Wie wird die Öffentlichkeit beteiligt?

Die Öffentlichkeit wurde seit Beginn der Kommissionsarbeit durch Veranstaltungen, das Internet und andere geeignete Medien informiert und beteiligt. Die Tätigkeit der Kommission ist transparent. Alle Dokumente und Unterlagen, über die beraten wird und auch alle Sitzungsprotokolle können im Internet eingesehen werden. Interessierte Bürger können Sitzungen persönlich besuchen oder im Internet verfolgen. Auch über Zuschriften, ein Internetforum und nicht zuletzt die Teilnahme an Dialogveranstaltungen und Workshops können sich Bürgerinnen und Bürger in die Diskussion einbringen.

Der Entwurf des Berichtes der Kommission mit Empfehlungen zum Auswahlverfahren wird im Frühjahr im Internet zur Diskussion gestellt und kann dort online kommentiert werden. Auch auf Veranstaltungen wird der Bericht oder Teile davon zur Debatte stehen. Der fertige Bericht wird dann in der letzten Sitzung der Kommission der Öffentlichkeit vorgestellt. Das alles ist neu für eine Standortsuche in Deutschland. Bislang wurden hierzulande alle Endlagerstandorte ohne eine Bürgerbeteiligung festgelegt.

Welche Möglichkeiten der Beteiligung gibt es für mich als interessierte Bürgerin/ interessierten Bürger?

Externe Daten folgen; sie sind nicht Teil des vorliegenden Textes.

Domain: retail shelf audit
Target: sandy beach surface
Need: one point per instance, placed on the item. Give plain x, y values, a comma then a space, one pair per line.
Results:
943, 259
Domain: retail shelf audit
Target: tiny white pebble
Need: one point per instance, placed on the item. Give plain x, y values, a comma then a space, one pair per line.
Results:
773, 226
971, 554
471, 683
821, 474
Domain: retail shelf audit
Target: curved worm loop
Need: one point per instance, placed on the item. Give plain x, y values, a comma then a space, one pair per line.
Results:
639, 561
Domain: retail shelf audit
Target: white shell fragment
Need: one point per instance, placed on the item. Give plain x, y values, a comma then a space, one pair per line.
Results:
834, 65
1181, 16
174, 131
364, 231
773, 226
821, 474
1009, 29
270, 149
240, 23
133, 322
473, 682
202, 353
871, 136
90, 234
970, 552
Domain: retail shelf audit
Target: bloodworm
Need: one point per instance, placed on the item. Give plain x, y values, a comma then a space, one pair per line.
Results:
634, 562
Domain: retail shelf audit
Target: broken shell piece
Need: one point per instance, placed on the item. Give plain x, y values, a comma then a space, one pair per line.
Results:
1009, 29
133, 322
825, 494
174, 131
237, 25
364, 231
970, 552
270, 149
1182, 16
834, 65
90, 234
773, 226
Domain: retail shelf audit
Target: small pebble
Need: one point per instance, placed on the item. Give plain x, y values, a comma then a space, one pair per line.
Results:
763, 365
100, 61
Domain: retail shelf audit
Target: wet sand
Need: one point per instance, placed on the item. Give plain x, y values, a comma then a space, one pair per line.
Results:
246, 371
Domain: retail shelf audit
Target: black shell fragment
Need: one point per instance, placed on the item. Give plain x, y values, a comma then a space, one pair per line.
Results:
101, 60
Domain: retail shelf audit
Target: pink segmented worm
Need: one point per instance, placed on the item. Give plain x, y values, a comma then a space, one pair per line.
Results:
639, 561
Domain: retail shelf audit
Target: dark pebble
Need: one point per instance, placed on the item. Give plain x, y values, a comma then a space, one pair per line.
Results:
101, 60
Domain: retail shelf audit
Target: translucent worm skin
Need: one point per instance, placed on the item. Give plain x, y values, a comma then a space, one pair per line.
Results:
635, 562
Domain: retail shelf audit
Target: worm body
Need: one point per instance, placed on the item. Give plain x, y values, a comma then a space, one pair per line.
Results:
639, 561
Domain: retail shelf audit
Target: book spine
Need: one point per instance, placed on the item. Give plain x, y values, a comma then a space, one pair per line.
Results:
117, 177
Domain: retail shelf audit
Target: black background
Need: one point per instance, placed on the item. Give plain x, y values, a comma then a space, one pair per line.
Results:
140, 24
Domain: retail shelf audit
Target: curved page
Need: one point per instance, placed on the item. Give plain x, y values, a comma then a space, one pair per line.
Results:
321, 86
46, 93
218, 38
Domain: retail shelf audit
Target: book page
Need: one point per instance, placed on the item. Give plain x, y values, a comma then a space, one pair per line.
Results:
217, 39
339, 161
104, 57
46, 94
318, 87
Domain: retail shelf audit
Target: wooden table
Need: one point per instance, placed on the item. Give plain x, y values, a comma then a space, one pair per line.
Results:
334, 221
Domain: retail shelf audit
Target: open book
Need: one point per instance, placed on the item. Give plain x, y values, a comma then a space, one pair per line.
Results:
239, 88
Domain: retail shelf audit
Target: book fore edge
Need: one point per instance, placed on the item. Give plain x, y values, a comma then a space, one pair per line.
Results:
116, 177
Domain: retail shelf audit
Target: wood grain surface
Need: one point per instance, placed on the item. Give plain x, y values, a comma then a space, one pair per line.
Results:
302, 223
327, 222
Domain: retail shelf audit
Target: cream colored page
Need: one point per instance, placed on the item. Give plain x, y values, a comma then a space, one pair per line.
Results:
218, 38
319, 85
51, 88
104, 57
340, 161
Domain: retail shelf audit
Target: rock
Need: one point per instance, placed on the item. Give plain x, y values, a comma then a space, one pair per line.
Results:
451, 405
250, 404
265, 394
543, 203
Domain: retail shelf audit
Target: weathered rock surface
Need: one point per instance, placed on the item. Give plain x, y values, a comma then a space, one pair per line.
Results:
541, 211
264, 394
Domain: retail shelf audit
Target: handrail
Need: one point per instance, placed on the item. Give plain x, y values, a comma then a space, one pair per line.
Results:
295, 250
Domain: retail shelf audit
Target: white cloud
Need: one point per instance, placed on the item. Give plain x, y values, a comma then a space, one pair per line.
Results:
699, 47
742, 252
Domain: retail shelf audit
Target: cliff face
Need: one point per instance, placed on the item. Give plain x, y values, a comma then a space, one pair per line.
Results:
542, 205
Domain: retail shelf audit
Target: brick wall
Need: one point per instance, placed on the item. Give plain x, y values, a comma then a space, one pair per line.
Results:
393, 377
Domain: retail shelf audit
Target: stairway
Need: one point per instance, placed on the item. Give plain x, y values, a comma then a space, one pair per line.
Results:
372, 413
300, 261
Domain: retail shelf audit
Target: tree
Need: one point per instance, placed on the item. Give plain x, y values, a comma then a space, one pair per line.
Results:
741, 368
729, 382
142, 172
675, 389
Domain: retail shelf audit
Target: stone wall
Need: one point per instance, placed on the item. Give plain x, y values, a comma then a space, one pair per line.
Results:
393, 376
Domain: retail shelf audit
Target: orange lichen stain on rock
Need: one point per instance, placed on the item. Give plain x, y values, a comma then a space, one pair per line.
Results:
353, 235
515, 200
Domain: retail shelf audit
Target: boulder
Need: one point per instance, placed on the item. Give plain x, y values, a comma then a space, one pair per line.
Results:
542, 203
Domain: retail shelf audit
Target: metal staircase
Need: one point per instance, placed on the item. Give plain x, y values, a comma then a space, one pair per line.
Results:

Die Endlager-Kommission arbeitet transparent und beteiligt die Öffentlichkeit auf verschiedenen Wegen. Interessierte Bürgerinnen und Bürger sind eingeladen, ihre Erfahrungen und Auffassungen in die Kommissionsarbeit einzubringen. Dies kann durch Zuschriften an die Kommission geschehen oder durch Diskussionen im Forum auf der Internetseite der Kommission. Es besteht auch die Möglichkeit an Informationsveranstaltungen, Bürgerdialogen oder Workshops der Kommission teilzunehmen. Dort ist ein Austausch über die möglichst sichere Lagerung radioaktiver Abfallstoffe mit anderen Interessierten und mit Kommissionsmitgliedern möglich. Die Kommission und ihre Arbeitsgruppen tagen öffentlich. Besucher sind bei den Sitzungen willkommen. Die Kommissionssitzungen werden per Live-Stream im Internet übertragen und auch aufgezeichnet. Die Aufzeichnungen sind auf der Internetseite der Kommission abrufbar. Von den Arbeitsgruppensitzungen gibt es Audio-Mitschnitte, die auch über die Homepage veröffentlicht werden.